= Joshua J. McElwee =

American journalist

Joshua J. McElwee is an American journalist covering the Catholic Church.

== Career ==
McElwee was previously a news editor for the National Catholic Reporter. His reporting, feature writing, and analysis have earned many awards from the Catholic Press Association of the United States and Canada and have been featured in a number of other outlets.

McElwee was awarded third-place for the Magazine Religion News Report prize of the Religion Newswriters Association in 2013, for which he also was a finalist in 2012. He was also a finalist for the Multiple Media award of that organization in 2014 and its Religion Feature Writer award in 2013.

McElwee has reported widely on the pontificate of Pope Francis, covering the pontiff since his election in March 2013. He has also focused his reporting on the Leadership Conference of Women Religious, the main umbrella organization of US Catholic women religious, and on the tensions between Catholic theologians and bishops in the US.

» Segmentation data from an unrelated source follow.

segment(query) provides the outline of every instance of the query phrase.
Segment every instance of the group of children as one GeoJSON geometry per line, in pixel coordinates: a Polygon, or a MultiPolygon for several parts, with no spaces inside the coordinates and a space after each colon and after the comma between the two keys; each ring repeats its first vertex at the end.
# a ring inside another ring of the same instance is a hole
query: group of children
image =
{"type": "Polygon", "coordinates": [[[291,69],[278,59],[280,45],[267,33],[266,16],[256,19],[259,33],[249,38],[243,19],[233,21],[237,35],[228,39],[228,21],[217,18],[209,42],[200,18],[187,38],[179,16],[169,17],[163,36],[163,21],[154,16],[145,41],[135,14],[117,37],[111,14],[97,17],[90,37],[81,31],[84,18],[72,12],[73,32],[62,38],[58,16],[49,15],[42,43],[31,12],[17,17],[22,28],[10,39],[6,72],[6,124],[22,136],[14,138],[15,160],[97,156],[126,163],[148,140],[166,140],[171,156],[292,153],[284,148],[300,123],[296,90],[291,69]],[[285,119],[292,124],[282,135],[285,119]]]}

McElwee is also a frequent analyst for US radio and television programs. He has appeared regularly on National Public Radio programs including Morning Edition, On Point, and The Diane Rehm Show. McElwee became a Vatican correspondent for Reuters in 2024.

== Personal life ==
He is married to Kate McElwee, the executive director of the Women's Ordination Conference. As of 2018 both live in Rome, and both serve on the pastoral council of the Caravita Community.